---
name: data-retention-policy
description: "Build a data retention and deletion schedule grounded in legal basis. Use when asked to create a data retention policy, set retention periods, plan data deletion/minimisation, or answer 'how long can we keep this data?'. Produces a retention schedule — data categories with their retention period, legal/business basis, deletion trigger and method, plus flags for data kept with no basis or no defined period."
---

# Data Retention Policy Skill

"Keep everything forever" is a liability, not a strategy — it grows breach exposure, violates data-
minimisation rules (GDPR, CCPA), and turns every data subject request into an archaeology project. This
skill builds a retention schedule that ties each data category to *how long* you keep it and *why*
(legal basis), with a concrete deletion trigger — so retention is a defensible policy, not an accident.

## Required Inputs

Ask for these only if they aren't already provided:

- **Data categories** — the kinds of data you hold (customer records, logs, financial, HR, marketing, backups).
- **Legal/regulatory drivers** — anything mandating minimum retention (tax/financial records, employment law) or maximum (GDPR minimisation, sector rules).
- **Business need** — why each category is genuinely needed and for how long.
- **Where it lives** — systems and backups (backups are the most-forgotten place data outlives its policy).

## Output Format

### Data Retention Schedule: [organisation]
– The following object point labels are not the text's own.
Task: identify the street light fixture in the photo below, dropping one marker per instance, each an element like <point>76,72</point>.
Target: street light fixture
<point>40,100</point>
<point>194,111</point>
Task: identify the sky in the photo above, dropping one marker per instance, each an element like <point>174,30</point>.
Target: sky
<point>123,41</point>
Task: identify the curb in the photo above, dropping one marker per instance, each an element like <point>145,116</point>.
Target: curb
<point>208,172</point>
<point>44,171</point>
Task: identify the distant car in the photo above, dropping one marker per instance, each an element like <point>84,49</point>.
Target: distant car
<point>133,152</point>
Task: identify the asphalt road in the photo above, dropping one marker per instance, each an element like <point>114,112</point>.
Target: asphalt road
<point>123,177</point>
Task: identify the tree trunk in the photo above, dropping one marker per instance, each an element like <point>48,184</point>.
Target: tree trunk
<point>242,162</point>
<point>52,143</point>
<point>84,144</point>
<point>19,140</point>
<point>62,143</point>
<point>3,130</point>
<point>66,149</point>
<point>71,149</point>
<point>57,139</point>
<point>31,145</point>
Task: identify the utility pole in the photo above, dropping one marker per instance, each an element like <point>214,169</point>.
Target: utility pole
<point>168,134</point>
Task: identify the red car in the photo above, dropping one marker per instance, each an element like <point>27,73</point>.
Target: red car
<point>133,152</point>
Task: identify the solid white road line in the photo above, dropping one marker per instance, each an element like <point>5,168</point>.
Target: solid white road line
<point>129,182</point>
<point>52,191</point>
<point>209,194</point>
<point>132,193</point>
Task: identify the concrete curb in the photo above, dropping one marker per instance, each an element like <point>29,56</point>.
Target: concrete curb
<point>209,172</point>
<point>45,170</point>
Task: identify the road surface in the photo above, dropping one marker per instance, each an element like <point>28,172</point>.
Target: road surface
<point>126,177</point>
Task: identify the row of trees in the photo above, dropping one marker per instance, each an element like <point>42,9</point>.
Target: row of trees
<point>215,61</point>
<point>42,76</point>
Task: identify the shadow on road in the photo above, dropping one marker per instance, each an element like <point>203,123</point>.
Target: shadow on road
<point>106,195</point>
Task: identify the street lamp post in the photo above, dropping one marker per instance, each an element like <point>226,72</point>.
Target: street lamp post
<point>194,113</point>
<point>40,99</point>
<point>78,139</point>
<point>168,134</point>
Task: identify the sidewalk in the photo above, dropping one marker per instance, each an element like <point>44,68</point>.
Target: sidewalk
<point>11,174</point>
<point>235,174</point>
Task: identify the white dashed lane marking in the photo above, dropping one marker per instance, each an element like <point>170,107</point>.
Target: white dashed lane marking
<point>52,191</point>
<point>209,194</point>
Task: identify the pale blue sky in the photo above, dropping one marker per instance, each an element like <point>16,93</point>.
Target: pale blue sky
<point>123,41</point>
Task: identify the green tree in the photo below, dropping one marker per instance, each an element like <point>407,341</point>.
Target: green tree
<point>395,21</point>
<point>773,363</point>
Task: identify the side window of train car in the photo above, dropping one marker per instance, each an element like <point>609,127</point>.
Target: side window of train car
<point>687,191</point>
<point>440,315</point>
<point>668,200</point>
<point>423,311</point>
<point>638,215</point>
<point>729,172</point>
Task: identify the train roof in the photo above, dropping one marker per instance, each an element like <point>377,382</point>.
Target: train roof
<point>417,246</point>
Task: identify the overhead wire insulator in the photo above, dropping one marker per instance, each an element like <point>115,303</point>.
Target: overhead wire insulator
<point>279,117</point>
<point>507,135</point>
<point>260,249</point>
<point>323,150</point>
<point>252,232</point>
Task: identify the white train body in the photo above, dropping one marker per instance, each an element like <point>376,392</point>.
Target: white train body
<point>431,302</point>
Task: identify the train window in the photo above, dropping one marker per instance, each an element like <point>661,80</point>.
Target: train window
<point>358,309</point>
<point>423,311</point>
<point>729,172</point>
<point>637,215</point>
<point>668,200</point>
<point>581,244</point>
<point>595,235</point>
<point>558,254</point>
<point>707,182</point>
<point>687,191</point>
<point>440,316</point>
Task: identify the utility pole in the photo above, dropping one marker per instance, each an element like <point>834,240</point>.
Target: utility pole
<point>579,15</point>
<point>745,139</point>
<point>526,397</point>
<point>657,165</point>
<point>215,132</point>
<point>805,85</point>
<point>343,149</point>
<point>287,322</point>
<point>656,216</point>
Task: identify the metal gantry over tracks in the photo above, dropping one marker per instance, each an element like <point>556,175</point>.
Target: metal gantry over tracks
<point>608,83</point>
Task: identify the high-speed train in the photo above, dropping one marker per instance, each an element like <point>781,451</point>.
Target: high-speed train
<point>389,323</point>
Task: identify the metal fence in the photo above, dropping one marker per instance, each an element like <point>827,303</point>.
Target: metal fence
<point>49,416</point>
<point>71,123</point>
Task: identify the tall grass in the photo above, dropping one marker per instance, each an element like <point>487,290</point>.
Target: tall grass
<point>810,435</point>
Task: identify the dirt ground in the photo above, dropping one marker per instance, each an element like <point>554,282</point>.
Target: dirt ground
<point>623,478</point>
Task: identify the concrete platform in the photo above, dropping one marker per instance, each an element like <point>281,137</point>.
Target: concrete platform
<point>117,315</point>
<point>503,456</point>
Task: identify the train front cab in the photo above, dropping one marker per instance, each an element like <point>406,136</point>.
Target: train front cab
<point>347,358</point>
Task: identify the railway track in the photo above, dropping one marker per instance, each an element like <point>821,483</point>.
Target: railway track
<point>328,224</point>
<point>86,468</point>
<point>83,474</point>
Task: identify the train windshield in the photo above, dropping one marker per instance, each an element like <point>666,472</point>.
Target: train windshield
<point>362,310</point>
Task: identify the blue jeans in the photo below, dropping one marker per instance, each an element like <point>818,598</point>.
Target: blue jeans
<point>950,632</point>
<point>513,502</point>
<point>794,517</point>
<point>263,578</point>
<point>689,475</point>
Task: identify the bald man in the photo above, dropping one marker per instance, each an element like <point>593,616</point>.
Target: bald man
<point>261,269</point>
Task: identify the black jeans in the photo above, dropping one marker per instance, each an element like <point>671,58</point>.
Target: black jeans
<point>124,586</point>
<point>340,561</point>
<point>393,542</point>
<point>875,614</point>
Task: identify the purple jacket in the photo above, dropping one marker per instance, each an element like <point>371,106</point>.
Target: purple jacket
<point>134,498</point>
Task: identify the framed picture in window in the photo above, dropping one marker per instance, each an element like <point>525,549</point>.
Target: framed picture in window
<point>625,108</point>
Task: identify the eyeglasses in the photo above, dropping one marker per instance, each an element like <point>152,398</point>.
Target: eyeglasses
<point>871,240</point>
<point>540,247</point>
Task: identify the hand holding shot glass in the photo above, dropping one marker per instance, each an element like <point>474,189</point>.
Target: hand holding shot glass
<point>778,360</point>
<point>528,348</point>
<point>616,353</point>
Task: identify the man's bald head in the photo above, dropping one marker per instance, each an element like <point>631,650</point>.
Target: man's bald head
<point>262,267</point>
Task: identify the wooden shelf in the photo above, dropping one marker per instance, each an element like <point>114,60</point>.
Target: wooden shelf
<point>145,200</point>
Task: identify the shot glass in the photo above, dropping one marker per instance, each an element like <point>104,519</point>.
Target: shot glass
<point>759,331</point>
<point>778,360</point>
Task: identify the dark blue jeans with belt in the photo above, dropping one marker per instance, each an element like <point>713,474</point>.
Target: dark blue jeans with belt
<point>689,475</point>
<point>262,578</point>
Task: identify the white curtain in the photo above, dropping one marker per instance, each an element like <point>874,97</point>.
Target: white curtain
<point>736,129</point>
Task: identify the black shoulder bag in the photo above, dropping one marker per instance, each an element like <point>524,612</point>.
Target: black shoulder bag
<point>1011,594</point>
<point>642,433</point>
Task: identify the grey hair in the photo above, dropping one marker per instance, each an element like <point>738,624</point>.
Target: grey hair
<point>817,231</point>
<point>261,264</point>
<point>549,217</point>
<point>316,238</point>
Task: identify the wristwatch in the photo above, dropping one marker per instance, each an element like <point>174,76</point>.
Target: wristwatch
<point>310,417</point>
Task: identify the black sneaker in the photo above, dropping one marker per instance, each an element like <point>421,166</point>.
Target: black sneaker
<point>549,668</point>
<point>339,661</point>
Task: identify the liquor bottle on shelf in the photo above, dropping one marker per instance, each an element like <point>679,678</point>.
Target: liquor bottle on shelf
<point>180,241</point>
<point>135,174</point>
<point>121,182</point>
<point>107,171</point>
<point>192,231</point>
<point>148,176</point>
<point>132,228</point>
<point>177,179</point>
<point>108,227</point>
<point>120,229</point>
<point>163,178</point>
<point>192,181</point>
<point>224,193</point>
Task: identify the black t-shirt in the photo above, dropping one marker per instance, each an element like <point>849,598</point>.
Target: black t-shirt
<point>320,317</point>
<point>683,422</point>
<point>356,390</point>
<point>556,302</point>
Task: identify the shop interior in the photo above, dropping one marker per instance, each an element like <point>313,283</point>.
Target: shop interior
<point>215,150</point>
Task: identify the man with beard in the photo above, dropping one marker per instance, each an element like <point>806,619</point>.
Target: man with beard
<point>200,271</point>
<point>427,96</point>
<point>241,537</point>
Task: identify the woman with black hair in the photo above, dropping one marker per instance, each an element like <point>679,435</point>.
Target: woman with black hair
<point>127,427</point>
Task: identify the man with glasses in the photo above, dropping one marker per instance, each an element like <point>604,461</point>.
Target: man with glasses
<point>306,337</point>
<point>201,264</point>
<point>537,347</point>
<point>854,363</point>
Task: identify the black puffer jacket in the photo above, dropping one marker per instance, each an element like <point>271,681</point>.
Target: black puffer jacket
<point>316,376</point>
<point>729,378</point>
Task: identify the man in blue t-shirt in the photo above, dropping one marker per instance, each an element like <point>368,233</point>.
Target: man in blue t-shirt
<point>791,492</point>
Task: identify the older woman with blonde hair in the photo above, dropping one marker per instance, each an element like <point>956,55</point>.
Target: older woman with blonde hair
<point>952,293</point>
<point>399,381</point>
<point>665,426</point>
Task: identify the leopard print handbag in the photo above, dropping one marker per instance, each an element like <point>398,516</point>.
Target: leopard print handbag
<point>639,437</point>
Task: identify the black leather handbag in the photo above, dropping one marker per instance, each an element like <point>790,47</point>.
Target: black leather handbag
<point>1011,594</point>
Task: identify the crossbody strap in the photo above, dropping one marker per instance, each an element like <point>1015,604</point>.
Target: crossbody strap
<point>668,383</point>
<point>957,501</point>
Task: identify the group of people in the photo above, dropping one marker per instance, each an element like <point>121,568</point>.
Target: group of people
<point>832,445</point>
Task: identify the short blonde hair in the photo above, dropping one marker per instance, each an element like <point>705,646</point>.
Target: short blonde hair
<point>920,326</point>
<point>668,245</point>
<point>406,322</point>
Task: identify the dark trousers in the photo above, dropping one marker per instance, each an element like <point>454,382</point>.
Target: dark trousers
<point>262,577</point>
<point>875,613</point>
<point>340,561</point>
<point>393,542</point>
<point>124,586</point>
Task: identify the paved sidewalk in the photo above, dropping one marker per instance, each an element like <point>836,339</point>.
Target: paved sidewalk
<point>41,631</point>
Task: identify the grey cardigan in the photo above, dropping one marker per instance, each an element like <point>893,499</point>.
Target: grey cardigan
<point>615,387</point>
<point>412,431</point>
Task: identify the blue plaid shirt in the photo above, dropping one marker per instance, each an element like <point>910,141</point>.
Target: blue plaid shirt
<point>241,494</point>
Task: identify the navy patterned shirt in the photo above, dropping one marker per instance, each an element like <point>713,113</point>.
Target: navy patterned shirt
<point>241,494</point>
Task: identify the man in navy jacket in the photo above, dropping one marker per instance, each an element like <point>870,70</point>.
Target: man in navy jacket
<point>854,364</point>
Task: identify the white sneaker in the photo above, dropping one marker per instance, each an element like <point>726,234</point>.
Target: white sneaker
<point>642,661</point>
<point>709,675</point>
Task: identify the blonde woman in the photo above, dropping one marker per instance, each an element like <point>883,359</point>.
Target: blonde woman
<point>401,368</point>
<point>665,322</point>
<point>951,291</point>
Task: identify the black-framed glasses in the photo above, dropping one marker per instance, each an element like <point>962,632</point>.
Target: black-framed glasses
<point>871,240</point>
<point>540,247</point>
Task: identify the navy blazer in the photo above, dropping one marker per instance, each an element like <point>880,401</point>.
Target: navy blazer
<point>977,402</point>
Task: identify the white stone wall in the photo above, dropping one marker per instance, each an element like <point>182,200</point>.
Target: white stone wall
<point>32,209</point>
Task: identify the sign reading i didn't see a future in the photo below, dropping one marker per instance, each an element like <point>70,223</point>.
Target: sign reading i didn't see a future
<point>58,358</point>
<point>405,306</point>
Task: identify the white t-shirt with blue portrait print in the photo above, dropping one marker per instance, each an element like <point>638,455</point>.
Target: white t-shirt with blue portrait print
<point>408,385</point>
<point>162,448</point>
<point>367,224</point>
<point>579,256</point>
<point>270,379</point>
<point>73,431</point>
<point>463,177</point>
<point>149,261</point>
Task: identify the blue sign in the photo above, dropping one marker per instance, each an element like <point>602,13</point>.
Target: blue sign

**1. Schedule** — the core table, one row per data category:

| Data category | Retention period | Basis (legal/business) | Deletion trigger | Method | System(s) |
|---|---|---|---|---|---|
| Customer PII | 3y after account closure | Legitimate interest + GDPR minimisation | Account closed + 3y | Hard delete | App DB, backups |
| Financial records | 7y | Tax law (statutory minimum) | End of fiscal year + 7y | Archive then delete | Finance system |

**2. Principles** — the policy stance: minimise by default, the shortest period that satisfies the basis, and that retention applies to **backups and logs too**.

**3. Deletion mechanics** — how deletion actually happens (automated job vs. manual), how it cascades to backups, and how it's evidenced.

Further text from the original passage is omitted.